Remember that guy, Allen Lim, who rode off on his bicycle at TEDxMileHigh?  That guy with a Ph.D. in Integrative Physiology from CU Denver who turned his love of bikes into a vocation that helped guide countless professional riders in the Tour de France and beyond? How about that woman, Shannon Galpin, who spoke on the importance of the ‘Power of Voice’ for women and girls at TEDxMileHighSalon? Well, as expected, neither of their stories ended on the stage. Dr. Lim has now gone on to create Skratch Labs (which he presented at TEDxMileHighSalon), a company that merges Lim’s academic and scientific background with his love of active lifestyle to produce real nourishment and hydration for athletes.  His involvement with pro cylclists early in his career led him to discover that most energy bars and supplements weren’t natural, and weren’t good for the rider—much of what they ate would make them physically sick.  So he fiddled around with his cooker on Tour, used his Ph.D. in physiology, and began to create all-natural, delicious energy for people that needed it the most.

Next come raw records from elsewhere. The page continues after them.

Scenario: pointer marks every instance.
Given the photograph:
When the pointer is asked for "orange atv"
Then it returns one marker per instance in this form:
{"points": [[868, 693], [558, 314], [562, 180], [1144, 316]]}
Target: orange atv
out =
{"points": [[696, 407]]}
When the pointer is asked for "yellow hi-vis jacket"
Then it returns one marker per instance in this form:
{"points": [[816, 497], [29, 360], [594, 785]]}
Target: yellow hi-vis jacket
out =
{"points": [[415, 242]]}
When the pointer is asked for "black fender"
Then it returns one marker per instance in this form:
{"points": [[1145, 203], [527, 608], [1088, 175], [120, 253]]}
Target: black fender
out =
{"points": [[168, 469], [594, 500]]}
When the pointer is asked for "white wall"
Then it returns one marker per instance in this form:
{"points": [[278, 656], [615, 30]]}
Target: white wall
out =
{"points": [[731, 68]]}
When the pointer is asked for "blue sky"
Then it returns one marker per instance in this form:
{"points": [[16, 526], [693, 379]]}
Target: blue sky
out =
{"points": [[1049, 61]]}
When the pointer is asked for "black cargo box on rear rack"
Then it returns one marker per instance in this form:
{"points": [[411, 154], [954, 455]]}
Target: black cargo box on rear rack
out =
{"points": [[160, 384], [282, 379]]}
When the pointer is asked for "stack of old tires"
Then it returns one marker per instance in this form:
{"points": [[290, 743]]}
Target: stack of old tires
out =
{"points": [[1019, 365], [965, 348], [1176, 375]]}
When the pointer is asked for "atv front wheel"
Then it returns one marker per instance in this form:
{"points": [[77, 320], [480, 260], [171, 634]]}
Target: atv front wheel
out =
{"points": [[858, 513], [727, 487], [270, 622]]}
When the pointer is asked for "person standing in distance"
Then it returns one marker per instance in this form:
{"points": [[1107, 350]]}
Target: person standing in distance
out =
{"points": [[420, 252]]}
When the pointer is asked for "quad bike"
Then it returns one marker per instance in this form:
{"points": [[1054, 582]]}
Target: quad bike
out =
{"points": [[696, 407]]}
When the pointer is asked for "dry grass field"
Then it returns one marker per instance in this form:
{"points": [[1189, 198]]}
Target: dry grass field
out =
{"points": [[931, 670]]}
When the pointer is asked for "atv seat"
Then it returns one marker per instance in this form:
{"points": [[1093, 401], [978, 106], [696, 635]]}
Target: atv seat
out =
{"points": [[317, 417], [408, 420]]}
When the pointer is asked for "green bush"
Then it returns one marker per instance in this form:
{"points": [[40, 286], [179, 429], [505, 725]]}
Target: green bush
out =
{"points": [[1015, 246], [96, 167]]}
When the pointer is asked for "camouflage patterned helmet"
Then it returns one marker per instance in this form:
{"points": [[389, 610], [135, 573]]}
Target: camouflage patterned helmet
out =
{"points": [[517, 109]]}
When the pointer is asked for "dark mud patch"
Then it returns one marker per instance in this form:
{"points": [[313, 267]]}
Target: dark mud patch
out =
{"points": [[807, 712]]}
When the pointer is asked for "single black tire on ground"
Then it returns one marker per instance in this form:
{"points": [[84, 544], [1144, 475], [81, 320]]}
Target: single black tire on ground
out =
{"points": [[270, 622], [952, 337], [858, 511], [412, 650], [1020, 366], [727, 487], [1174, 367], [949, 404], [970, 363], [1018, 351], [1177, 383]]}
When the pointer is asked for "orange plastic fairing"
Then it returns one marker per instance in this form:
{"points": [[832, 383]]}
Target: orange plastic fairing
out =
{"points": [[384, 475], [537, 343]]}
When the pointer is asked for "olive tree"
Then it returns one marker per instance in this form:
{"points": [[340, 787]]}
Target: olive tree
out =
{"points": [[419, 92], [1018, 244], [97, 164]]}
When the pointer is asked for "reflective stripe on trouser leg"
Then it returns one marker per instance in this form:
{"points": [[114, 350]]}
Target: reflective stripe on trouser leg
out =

                      Shannon Galpin has been cruising with her non-profit, Mountain 2 Mountain, and is currently doing an art project on the Streets of Kabul that showcases the soul of Afghanistan, where art and self-expression are often limited.  The exhibition has traveled around the US to various world-class museums, including the Denver Art Museum, to break false pretenses of a country so often misunderstood, raise our global literacy, and show another story of the Afghan people and countryside.                             The life-size photographs are now in Afghanistan; a ground-breaking project that casts aside the current narrative of war, instead showcasing the beauty, color, and vibrancy of the Afghan people to those who might need to experience it the most: the people themselves.  Though the soul of the organization is lifting the voices of women involved in gender violence in Afghanistan, the exhibition is a showcase for all—the good, the bad, the real, the beautiful, the dark, the common humanity.

 

          Through Mountain 2 Mountain, Shannon has used her love of bikes to serve as a vehicle for social justice, and Dr. Lim has used his love of cycling to share his desire for better health and nutrition for all. Now what?
Well, we are excited to hear that the two have now teamed up after meeting at TEDMileHighSalon, and have created a Colorado partnership that seeks to expound upon their passions and visions. Next year, Mountain 2 Mountain is taking their vision to raise the voices of women to Colorado, in a domestic program called Strength in Numbers.  Using what she’s learned as a victim of gender violence herself, and her extensive work with women and girls in Afghanistan, Strength in Numbers seeks to turn Colorado victims into social change-makers and leaders through mountain biking. From the website:

The week-long retreats will consist of daily mountain bike rides and skills sessions with local and international mountain bike riders/racers, morning yoga and meditation, and stand up paddleboarding. Guest speakers, and film nights with filmmakers and movies and discussions like; Miss Representation, 23 Feet, MoveShake, alongside bike flicks like LifeCycles, etc. will broaden minds, spark conversation, and inspire change to create our Strength in Numbers.

The strength, confidence, camaraderie, and empowerment developed during the program is only the first step.  The ripple effect of the retreats is created as the young women take part in community social action projects after their camp – back in their communities or overseas with Mountain2Mountain projects.

At Strength in Numbers, Skratch Labs will feed the campers like they’re pro cyclists.  Says Dr. Lim on M2M’s blog, “We know this isn’t necessarily the right decision for a company so young and vulnerable in terms of bottom line, but it’s 100% the right decision on an emotional level.”  For Dr. Lim and Shannon Galpin, it’s a relationship that fits. Like Strength in Numbers, when the dust finally settles, we believe that the ripple effect of any event should be action.  We desire that TEDxMileHigh, or any event that brings together extraordinary people, elevates our community through the action of attendees, speakers, and volunteers. We’re excited to see what transpires in our community after TEDxMileHighWomen. With that in mind, we want to pose a couple questions for the TEDxMileHigh community: What connections have you made at TEDxMileHigh?  How did it impact you or your understanding?  Did you walk away and take action?